Jonathon Shafi is co-founder of the Radical Independence Campaign, which organised thousands of people in ‘mass canvasses’, targeting working class communities to register voters and make the radical Yes case. Shafi believes the return of grassroots politics to Scotland has shaken politicians out of their comfort zone.
“The referendum process engaged an enormous section of Scottish society, including huge numbers of people who had been previously alienated from politics,” Shafi says. “Now that so many people are tuned in to social, economic and political issues, the politicians have to be quicker on their feet.
“Formal politics is no longer the sole purview of the politicos and the corporations, but a general interest among an engaged citizenry. Even the SNP, despite their surge in membership, is not immune to this.
“The essence of the independence movement was social change, and as the months and years pass, any political party that fails to match this aspiration is on a slippery slope,” Shafi adds.
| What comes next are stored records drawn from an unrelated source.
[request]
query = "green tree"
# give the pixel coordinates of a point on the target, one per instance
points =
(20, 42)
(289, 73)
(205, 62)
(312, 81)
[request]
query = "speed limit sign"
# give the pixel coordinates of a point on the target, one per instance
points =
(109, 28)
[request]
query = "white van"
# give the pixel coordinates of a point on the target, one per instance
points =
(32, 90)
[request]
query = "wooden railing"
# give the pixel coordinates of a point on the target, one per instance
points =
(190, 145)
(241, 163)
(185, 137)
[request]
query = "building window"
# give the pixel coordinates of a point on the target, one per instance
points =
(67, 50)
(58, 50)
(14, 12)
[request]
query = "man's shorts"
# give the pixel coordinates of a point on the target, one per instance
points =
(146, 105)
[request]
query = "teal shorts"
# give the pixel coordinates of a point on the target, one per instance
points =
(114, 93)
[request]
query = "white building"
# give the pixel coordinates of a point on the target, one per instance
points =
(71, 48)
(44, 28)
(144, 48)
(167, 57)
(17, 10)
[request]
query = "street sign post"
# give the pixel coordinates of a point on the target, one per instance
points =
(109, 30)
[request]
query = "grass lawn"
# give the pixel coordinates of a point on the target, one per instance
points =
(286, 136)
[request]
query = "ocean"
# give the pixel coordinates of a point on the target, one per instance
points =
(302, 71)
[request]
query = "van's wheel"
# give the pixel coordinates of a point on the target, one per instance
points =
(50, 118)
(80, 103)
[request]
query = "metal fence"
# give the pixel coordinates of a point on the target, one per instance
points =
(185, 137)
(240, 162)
What next? The Scottish Government’s proposals for radical land reform directly target some of the most entrenched vested interests in Scottish society; the lairds who have owned Scotland’s land for hundreds of years. The Tories have joined the lobby group Scottish Landowners & Estates in a rear guard action to protect the wealth and property of some of Scotland’s richest landowners, but they too face the renewed vigour of the progressive grassroots movement.
A conference was held on 24 January by land reform campaigners, and the Scottish Land Action Movement (Slam) has been launched to push the reforms through, and argue for more radical changes. Already, Scottish Labour have committed to supporting the Scottish Government’s proposals.
Returning the land to the people may be yet another legacy of Scotland’s independence campaign, and yet another defeat of the professional lobbyists and their big business friends.